Seventh and final in a series on state funding for higher education
Value in higher education will make more thoughtful and careful students out of those in attendance. People will be asking why ever more frequently. Leadership better have good answers. Purpose will trump price, little or great, when institutions meet the real needs of students.
Whither thou goest, America, in thy shiny car in the night?
-Jack Kerouac (1922-1969), On the Road, 1957
The State Higher Education Finance FY 2010, produced by the State Higher Education Executive Officers (SHEEO), deserves a careful review by those interested in higher education and its workings.
A few valuable highlights from the document suggest difficult times are not going to disappear, and will require significant adjustment in how universities serve students, how the state funds them, and the relationship of their mission to the greater social order.
Between 1985 and 2005 the total contributions of all states to higher education increased from less than $30 billion to approximately $90 billion.
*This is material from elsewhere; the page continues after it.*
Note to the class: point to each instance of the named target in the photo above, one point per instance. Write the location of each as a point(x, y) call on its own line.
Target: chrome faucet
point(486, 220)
While the states are confronted with cries of “you are letting us down,” these numbers do not indicate that funding is going down, just that it’s not keeping up with our rising desire for both the individual and societal fruits of education.
Since Congress approved their use on February 17, 2009, the American Recovery and Reinvestment Act (ARRA) funds have been used like fingers in a dike. Beginning in 2008, federal ARRA funds have been used to offset declines in state appropriations of almost $10 billion. This life support has gone to institutions regardless of their willingness or ability to address the changing demands of students, families, statehouses and employers.
Public school tuition and fees account for about 34% of all operating budgets. Some prestigious research universities receive less than 10% of their operating funds from state coffers. These universities justify the cost of what they do through the value they create and find other sources of revenue to help them accomplish their missions. Managing reputation and defining new markets are the sine qua non of 21st century university leadership. Without attending to these, the university cannot survive.
Most state money, about 85%, goes to general education expenses, teaching and support of students. The balance goes to political projects and special assignments taken on by universities that benefit students directly through associated learning opportunities, and indirectly through infusing cash into the institution.
The total dollar amount supporting students has risen over this time frame, but in the last 3 or 4 years, the numbers of students have increased at most institutions causing the per capita support to drop precipitously to levels equivalent to about 25 years ago.
This situation was predictable. When the economy is weak more people go to school. This is a sensible economic response to an existing set of circumstances over which students have little control.
Tuition has increased rapidly to offset the drop in state funding, and some students are beginning to justifiably question whether the value of a university education justifies the price.
Tuition increases have had a profound impact on student access to universities. Some universities, because of their ability to attract additional resources, have become what are referred to as high cost/high aid institutions. Such institutions are able to admit high-quality, low-income students because they can offer scholarships and grants and more importantly, these students represent an investment in the university’s future reputation.
Making boogey men out of those who raise tuition and fees, and simultaneously create aid opportunities, may be a mistake. Blaming statehouses for current higher education financial woes brings immediate and short lived justification and relief, but earns an “F” in leadership response.
University leaders who spend the bulk of their time raising funds are not neglecting their university responsibilities. They are prioritizing survival. They are serving their institutions.
The marketplace is only one player in education finance. Enlightened states invest in their economies by contributing to educational opportunity. The most “tuned-in“ university leaders assist state and local government in fostering the economic development that leads to increased tax revenues, some of which can be directed back to higher education.
University leadership can address the falling fortunes of the states and their populations by staying focused on mission, helping each student discover and prepare for his or her future role in both the economy and the greater society.